You know, not long ago, we celebrated the 50th anniversary of Iwo Jima, and we all know that the Marines did not run a copy of the Constitution up a pole on Mount Suribachi. When some tragedy occurs, we do not fly the Presidential Seal at half-mast from our federal buildings. We do not salute the Liberty Bell.
And so it's been across the world. Whether it's been Manila, or Paris, or Kuwait City, whenever American troops have liberated cities from oppressors, they have been greeted by grateful people waving--not the Constitution, not the Presidential Seal, not Big Macs or blue jeans--but the American flag.
And that love of the flag certainly is not dead in our own country. Eighty percent of the American people want this amendment. Over 100 national civic, fraternal and veterans organizations have been working since 1989 for its ratification.

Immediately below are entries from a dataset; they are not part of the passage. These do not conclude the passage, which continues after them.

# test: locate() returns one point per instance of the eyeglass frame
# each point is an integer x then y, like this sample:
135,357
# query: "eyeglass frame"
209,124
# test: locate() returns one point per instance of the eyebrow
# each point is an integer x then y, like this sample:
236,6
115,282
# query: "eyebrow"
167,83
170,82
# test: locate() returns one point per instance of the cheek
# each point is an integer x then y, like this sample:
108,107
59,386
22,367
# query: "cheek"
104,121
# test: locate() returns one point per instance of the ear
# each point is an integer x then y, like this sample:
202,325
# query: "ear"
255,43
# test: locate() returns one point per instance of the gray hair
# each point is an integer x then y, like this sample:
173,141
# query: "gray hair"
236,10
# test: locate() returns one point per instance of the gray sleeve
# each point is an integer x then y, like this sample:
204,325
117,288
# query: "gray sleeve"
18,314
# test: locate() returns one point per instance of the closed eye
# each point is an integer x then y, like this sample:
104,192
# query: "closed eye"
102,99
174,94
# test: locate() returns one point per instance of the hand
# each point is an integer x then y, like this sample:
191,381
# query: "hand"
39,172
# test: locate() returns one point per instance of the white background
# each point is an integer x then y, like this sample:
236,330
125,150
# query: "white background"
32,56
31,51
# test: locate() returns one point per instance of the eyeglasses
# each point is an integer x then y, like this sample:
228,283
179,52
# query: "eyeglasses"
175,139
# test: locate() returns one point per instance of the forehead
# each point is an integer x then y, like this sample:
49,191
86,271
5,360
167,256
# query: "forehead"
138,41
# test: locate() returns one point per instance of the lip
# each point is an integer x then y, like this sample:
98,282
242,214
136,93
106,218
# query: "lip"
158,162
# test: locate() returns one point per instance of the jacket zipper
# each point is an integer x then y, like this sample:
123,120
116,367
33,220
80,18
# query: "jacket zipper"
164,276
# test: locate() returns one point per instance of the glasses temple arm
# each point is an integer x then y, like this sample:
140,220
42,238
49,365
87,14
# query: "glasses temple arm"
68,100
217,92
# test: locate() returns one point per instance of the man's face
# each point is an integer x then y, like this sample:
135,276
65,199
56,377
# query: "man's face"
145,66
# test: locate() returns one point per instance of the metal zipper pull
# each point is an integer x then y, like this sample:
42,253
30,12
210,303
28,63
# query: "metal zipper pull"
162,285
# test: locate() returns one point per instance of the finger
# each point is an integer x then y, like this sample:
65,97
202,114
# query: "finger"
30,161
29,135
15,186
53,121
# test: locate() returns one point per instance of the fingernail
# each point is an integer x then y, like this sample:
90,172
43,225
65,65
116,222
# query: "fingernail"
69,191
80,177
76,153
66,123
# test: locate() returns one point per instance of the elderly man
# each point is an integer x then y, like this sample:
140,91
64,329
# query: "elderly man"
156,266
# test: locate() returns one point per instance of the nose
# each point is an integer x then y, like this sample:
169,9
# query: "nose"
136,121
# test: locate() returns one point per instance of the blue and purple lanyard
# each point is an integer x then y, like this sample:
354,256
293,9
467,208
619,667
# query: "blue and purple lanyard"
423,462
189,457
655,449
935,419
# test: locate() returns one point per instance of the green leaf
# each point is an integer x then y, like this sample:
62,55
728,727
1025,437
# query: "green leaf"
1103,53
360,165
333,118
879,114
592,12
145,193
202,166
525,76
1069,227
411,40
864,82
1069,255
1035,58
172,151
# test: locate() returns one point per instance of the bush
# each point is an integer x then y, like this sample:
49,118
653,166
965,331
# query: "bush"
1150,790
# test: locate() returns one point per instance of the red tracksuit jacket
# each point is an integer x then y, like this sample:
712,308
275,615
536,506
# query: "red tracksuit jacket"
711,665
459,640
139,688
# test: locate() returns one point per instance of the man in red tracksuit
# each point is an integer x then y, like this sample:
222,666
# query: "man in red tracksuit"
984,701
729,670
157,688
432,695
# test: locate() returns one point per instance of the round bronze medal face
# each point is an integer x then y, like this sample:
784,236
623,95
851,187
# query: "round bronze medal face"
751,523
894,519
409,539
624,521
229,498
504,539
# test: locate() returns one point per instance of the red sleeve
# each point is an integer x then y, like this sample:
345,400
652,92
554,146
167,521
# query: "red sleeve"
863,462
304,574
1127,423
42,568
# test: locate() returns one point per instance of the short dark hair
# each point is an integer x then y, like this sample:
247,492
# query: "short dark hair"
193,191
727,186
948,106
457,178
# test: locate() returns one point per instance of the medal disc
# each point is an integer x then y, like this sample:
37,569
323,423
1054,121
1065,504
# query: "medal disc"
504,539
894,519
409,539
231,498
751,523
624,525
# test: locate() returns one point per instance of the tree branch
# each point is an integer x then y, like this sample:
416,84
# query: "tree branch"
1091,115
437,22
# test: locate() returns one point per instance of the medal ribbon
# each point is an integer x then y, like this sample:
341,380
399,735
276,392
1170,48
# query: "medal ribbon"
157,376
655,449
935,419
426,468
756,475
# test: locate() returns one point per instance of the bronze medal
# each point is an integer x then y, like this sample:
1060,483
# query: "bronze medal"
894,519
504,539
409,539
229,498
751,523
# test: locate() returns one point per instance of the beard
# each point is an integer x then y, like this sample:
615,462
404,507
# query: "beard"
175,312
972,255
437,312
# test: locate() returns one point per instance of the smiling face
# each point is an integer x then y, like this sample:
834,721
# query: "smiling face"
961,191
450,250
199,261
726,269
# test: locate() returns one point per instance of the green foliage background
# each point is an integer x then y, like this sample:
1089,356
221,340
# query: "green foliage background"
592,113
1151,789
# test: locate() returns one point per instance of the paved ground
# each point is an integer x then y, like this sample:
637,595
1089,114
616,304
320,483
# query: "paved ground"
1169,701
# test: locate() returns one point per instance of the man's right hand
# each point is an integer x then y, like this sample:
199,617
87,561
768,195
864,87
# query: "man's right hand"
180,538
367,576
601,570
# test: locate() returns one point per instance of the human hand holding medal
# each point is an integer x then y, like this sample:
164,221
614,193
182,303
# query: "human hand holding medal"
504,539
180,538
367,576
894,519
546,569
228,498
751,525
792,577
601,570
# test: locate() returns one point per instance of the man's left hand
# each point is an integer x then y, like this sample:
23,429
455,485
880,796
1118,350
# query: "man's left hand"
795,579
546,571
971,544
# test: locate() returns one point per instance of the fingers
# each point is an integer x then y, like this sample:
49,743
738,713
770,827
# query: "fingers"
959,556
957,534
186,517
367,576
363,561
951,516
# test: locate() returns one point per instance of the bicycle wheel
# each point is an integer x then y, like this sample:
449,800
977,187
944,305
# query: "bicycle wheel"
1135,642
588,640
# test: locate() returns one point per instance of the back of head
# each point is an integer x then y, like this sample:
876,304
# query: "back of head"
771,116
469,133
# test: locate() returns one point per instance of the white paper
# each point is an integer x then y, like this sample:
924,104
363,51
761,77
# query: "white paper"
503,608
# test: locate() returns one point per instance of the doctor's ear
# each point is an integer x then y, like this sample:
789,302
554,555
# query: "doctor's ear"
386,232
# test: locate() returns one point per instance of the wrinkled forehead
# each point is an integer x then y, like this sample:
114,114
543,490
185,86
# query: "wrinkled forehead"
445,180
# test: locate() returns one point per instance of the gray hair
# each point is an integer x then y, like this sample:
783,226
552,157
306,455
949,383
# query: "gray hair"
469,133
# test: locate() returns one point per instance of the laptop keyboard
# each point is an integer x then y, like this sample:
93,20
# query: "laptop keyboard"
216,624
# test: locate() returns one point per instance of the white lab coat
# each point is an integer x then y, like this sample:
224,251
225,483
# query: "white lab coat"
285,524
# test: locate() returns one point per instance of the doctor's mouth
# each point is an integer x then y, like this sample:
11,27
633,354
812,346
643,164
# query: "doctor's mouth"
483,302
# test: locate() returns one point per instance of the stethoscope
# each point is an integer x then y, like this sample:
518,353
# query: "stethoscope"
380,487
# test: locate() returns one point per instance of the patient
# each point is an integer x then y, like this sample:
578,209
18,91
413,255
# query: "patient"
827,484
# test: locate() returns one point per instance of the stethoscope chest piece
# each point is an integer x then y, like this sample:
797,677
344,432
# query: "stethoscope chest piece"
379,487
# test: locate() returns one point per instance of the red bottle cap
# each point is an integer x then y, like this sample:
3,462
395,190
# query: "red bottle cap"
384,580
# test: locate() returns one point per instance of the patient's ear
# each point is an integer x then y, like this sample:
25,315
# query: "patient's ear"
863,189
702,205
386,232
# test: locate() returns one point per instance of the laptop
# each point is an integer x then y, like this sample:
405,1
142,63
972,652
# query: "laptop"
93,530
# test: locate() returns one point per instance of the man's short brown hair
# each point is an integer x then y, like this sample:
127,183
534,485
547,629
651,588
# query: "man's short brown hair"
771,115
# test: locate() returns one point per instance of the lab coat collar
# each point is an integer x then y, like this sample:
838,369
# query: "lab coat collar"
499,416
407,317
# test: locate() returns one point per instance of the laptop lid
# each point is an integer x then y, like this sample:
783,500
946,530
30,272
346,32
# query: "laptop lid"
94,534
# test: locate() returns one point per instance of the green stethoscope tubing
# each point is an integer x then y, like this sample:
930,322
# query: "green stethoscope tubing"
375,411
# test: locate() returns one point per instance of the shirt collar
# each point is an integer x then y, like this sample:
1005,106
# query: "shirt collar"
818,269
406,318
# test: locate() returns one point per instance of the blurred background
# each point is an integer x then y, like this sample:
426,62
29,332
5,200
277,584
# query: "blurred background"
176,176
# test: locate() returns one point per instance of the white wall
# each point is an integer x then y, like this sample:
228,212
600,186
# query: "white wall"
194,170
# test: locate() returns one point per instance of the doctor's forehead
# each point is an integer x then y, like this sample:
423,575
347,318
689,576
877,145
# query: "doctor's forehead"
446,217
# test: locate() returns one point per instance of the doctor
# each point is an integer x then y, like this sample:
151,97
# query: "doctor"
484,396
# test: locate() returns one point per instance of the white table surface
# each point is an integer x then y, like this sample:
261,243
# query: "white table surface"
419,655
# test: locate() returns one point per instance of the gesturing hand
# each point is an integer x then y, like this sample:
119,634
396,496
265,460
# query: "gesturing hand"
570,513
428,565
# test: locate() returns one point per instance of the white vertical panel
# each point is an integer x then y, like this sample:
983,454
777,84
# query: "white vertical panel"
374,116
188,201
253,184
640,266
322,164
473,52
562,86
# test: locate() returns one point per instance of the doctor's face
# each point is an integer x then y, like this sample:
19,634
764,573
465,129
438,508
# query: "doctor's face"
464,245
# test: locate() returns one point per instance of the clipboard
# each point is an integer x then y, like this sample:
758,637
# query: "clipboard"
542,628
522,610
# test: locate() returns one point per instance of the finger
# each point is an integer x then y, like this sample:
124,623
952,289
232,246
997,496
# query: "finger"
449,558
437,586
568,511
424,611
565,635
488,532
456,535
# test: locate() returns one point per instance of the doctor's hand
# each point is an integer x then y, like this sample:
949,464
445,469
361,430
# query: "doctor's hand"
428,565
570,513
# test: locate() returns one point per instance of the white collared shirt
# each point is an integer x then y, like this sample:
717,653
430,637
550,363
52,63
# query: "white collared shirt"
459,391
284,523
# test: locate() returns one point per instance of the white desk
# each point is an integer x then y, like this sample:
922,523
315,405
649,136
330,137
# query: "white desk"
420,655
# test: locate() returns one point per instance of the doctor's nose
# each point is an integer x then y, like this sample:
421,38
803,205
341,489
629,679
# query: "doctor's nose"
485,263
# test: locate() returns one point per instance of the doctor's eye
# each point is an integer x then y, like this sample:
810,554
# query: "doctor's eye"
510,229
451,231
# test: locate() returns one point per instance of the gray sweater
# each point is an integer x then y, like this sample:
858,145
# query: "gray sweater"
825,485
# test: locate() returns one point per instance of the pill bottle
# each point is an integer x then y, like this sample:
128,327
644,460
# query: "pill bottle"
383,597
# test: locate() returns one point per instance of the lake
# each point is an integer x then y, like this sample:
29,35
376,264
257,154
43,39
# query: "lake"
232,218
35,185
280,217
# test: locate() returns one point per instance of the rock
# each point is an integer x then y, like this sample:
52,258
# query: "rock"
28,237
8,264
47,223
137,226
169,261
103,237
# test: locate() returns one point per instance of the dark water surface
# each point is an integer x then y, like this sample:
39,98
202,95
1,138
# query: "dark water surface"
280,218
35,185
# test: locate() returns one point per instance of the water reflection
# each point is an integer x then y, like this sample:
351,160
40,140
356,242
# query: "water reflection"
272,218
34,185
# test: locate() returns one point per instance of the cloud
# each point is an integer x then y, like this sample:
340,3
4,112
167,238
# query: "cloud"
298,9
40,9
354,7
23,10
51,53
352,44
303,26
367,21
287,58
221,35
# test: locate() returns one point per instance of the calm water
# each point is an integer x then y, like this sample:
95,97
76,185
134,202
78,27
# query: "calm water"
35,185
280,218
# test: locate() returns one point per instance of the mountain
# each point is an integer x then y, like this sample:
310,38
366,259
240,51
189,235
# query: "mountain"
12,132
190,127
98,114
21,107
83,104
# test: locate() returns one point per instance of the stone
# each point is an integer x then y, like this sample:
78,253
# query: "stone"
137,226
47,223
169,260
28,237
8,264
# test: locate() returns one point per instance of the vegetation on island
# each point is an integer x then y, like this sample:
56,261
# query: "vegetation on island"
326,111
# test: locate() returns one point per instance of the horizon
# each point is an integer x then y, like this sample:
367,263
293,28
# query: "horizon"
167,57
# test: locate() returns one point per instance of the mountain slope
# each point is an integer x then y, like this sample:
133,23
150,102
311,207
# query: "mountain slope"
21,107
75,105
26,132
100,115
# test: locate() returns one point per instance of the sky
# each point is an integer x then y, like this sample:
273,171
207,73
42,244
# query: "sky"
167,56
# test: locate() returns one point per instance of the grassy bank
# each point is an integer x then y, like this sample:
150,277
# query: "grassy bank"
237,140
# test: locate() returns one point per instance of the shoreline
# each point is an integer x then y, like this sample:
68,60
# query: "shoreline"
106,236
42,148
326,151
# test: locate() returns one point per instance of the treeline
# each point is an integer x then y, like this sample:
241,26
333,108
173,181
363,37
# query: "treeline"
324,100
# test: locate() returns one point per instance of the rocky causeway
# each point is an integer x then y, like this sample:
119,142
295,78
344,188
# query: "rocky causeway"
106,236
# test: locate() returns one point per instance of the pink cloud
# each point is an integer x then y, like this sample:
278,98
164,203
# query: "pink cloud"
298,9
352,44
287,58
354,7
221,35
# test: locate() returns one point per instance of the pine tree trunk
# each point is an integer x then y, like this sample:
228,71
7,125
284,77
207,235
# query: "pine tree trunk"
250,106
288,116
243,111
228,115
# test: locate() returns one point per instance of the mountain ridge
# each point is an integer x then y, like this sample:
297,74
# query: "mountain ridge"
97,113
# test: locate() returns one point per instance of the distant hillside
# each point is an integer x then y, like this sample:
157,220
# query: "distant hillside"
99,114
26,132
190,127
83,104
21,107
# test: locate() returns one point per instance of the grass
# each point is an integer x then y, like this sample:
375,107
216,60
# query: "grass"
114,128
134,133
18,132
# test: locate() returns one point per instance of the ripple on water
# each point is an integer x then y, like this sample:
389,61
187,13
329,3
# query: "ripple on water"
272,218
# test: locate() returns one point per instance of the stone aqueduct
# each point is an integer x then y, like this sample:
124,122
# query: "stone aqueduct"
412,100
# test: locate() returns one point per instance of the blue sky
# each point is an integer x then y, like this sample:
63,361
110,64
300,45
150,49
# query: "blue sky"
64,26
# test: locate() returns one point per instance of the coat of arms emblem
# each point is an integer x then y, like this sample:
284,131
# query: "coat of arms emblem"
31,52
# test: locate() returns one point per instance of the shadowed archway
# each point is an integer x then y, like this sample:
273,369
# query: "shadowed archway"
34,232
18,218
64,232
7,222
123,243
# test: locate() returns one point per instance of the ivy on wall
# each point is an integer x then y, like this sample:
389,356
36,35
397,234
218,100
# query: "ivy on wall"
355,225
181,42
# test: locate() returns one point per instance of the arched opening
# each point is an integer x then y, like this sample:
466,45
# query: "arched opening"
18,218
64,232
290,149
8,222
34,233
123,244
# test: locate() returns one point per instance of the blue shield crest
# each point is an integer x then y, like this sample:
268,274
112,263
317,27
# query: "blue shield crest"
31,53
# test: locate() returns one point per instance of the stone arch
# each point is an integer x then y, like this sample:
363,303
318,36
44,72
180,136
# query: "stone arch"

Furthermore, forty-nine (49) states have asked Congress to pass this amendment. That's 11 more than the 38 needed to ratify it! When was the last time any amendment (regardless of whether or not it was ratified) garnered such broad-based support.
Mr. Chairman, I am pleased that consensus and reasoned arguments are going to enact this amendment, as opposed to the passions and politics of the moment. The grass-roots movement which has gathered steam over the past eight years is a testament to this.
For those who worry how ratifying this amendment would lead our nation down a slippery slope, I can assure you that the very difficult process which our Founding Fathers created to amend the Constitution will prevent a floodgate of amendments from happening, just as it has blocked frivolous amendments for more than 200 years.
And so, to sum up--We are not banning desecration of the flag. We're only giving Congress the right to do so, a right that it really always had up until the past eight years.
Not only does our amendment enhance rather than threaten the First Amendment, but burning the flag is not speech or expression, it is a hateful tantrum. And defecating on a flag is even worse.
Finally, the American people--and the constituents of every member in this room--want us to pass this amendment. So let's do it.